Data as a Digital Specimen

Technology Policy Science & Innovation

Data as a Digital Specimen

Posted on: 22nd July 2021
By Multiple Authors
Martin Carkett
Policy Lead, Science & Innovation Unit
Jennifer LaFreniere
Project Manager, Stanford Healthcare Innovation Lab
Alexander Honkala
Immunologist and Researcher, Stanford Healthcare Innovation Lab
Benjamin Rolnik
Director, Stanford Healthcare Innovation Lab
Benedict Macon-Cooney
Deputy Executive Director, Technology and Public Policy
Henry Fingerhut
Senior Policy Analyst, Science & Innovation unit

    Executive Summary

    Executive Summary

    Throughout history, innovation has been born of information. Today, the technological revolution has given us the ability to access more information than ever before, including unprecedented insights into biomedical data at both the personal and population level. This has profound implications for health and offers the potential to create new systems that can provide world-class precision health for all. 

    However, access to data in itself isn’t sufficient to drive innovation and realise the benefits of this new age of information. Instead, we must take a more comprehensive, systematic and global approach to the generation, distribution and utilisation of data, including who generates it, for whom and for what purpose. This approach must promote the development of new, urgently needed data sets for patient populations both large and small while also fostering modern industrial policy to create new markets, develop improved privacy controls and support equitable health-care delivery. 

    The Tony Blair Institute and the Stanford Healthcare Innovation Lab have a shared vision to transform personal and global health in the 21st century. In this paper – the first in a series – we set out the key areas we believe policymakers, researchers, practitioners and private industry should jointly focus on in order to make this vision a reality. We also seek to identify a network of like-minded individuals and institutions who can help develop and deliver the systems-focused data, funding and policy structures needed to achieve precision health for all.

    In Search of Magic Bullets

    In Search of Magic Bullets

    A little more than a century ago, the German Nobel Laureate Paul Ehrlich laid some of the foundational blocks of modern medicine. Searching for “magic bullets” in the belief that drugs could be developed to target specific diseases, he discovered that arsenic compounds could be used to treat patients with syphilis, leading to the world’s first man-made antibiotic: Salvarsan.

    Ehrlich made his discovery open and accessible by sending 65,000 free samples to doctors all over the world. His systematic, data-driven and collaborative approach paved the way for profound progress in the development of new drugs to treat myriad ailments that had plagued nations for centuries. 

    Today, as we look for ammunition in the battle against Covid-19, our most potent weapon has, in many ways, been data. Rapid advances in genomic sequencing technologies over the past two decades meant the genetic code of the SARS-CoV-2 coronavirus could be sequenced just days after the first Covid-19 cases were reported. This data was made available on open-access databases such as GenBank and GISAID by 6 January 2020, and within days the first vaccines were already under development, as were thousands of studies on how the disease works and how to defeat it. Journals and data repositories have been overwhelmed with new submissions as scientists and doctors around the world have marshalled their resources, organised critical clinical studies and set up reagent drives to increase testing capacity.

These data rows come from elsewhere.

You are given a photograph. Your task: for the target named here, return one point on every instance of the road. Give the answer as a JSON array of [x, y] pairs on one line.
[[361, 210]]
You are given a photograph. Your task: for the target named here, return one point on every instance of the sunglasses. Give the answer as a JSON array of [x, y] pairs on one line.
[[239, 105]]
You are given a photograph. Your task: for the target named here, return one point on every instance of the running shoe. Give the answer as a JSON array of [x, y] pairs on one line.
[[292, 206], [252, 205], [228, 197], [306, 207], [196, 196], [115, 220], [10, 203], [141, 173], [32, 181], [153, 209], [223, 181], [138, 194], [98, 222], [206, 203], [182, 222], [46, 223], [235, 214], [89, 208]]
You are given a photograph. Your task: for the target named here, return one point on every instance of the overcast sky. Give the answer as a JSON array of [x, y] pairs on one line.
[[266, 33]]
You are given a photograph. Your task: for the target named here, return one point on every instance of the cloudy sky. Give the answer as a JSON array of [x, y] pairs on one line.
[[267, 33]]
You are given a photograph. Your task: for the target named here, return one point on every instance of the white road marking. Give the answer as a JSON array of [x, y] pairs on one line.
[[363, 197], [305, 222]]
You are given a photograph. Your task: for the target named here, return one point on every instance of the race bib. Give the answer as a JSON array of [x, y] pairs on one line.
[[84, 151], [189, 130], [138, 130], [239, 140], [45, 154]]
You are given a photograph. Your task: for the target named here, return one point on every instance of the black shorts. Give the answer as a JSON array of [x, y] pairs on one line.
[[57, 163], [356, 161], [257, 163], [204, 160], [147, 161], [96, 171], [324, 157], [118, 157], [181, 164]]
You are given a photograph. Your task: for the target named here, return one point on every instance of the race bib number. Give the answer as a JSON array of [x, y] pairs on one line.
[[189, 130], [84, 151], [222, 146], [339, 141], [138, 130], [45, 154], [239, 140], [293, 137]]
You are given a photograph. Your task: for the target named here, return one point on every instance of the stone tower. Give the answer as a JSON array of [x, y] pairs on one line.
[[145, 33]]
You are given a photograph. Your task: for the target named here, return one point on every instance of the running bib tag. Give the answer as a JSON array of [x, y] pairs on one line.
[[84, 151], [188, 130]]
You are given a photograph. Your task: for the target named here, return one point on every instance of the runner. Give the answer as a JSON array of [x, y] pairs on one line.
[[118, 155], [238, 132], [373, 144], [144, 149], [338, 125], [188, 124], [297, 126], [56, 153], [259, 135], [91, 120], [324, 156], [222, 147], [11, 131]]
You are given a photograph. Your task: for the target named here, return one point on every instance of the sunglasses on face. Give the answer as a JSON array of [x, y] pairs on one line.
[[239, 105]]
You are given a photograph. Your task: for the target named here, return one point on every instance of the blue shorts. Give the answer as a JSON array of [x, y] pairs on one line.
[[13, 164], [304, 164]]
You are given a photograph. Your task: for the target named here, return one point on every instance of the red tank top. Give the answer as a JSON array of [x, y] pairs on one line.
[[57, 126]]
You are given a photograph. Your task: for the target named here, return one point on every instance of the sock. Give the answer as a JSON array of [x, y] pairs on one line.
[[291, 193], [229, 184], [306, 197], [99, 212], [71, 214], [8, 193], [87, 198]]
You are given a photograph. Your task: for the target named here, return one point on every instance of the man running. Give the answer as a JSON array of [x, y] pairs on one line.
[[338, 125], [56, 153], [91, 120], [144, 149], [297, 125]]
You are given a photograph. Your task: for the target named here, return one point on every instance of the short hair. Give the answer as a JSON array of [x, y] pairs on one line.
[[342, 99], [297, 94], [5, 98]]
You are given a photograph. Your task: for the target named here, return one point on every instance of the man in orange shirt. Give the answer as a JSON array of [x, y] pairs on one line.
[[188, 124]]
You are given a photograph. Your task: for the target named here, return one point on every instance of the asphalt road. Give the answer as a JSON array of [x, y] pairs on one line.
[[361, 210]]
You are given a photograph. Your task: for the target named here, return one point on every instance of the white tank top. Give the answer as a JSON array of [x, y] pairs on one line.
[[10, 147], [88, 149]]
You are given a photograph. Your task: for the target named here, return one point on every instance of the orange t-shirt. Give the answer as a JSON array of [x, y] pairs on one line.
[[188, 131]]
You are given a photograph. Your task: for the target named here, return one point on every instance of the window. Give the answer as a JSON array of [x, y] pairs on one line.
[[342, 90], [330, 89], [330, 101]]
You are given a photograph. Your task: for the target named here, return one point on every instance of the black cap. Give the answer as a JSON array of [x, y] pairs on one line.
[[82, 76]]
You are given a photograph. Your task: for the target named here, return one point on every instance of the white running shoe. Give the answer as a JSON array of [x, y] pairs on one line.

    However, this rapid progress has been unevenly distributed and many nations face unprecedented struggles in providing access to testing and vaccination, organising large data sets and maintaining normal non-Covid-19 clinical functions. Medicine now stands on a precipice: can we overcome the inertia of data-set creation, fragile supply chains and under-resourced inequitable health-care systems to deliver these new developments in medicine to the global populations that need them most? As we look to the future, how do we reimagine global health and the systems to support it? At the heart of this mission lies data, technology and patients.

    Collected and harnessed at scale, data offers the ability to transform the health of our society. At a global level, multi-omics research, which extends biological characterisation across multiple dimensions beyond genomics, offers the opportunity to greatly improve our functional understanding of how disease and health develop or degrade. These data sets, coupled with a growing ability to analyse them at scale through AI and machine learning, can greatly accelerate our efforts to alleviate disease and suffering while preserving health and health span. 

    Meanwhile, at the individual level, the vast amounts of data now available through wearable fitness technologies can provide unprecedented insights into our personal health and daily routines on a continuous streaming basis. Top athletes including Patrick Mahomes, Rory McIlory and LeBron James all use them – and in the coming decade, as the cost comes down and the utility increases, more and more of us will look to smart devices for signs of progress or deterioration, providing greater autonomy over our own health and helping establish the basis for truly personalised precision medicine.

    However, despite the promise of new technologies and the insights we can derive from data today, in far too many cases data still is not systematically collected or is underutilised, often locked away for one-off uses by siloed research teams. Where it is available, divergent systems can often hold it in different formats, with diverse or inconsistent labelling. Innovation will never happen in the dark, so there is an urgent need to build better tools, develop novel institutional and technical solutions, and make new global commitments to build and share biomedical data more consistently and more fluidly.

    Structuring the Future

    Structuring the Future

    Our teams at the Tony Blair Institute and the Stanford Healthcare Innovation Lab share a belief in finding solutions for a new, data-driven era of medicine and in trying to build world-class health care for all. Our aim is to bring together global communities to reimagine biomedical data generation, analysis and uses in the modern age to create the self-sustaining structures necessary to capture its full value and drive significant improvements in health outcomes across the world.

    From a technical standpoint, we will address the technologies and support structures necessary to generate and share cutting-edge data effectively and responsibly. Building on the success of genomics, this should include partnerships between an expanded global network of BioBanks and combining data sets to widen the scope of multi-omics research – which should, in turn, be greatly accelerated. 

    This will also require a greater focus on interoperability and standardisation, but in other places we need to rethink the overarching infrastructure as frontier innovations, such as Federated Learning, where insights can be derived without data even leaving individual devices. Creating the infrastructure required for this data will be daunting – given that it’s non-rivalrous, has a zero-marginal cost of reproduction and has increasing returns to use – but it will be transformative.

    We also need to recast the debate around social utility. As it stands, the overriding and often justified concern in this space is privacy. Governance questions of what data is required and why, who will be processing it, and how and where they will be doing so are fundamental questions that always need to be addressed. Development of modern privacy regulations, improved health-care IT infrastructure and much better controls for patients’ health-care data are therefore essential in improving patient trust and ensuring that personal biomedical data is securely protected. Moreover, a more granular discussion on how data can be used to provide better individual understanding of one’s health, as well as for the common good, will be critical in increasing patient cooperation.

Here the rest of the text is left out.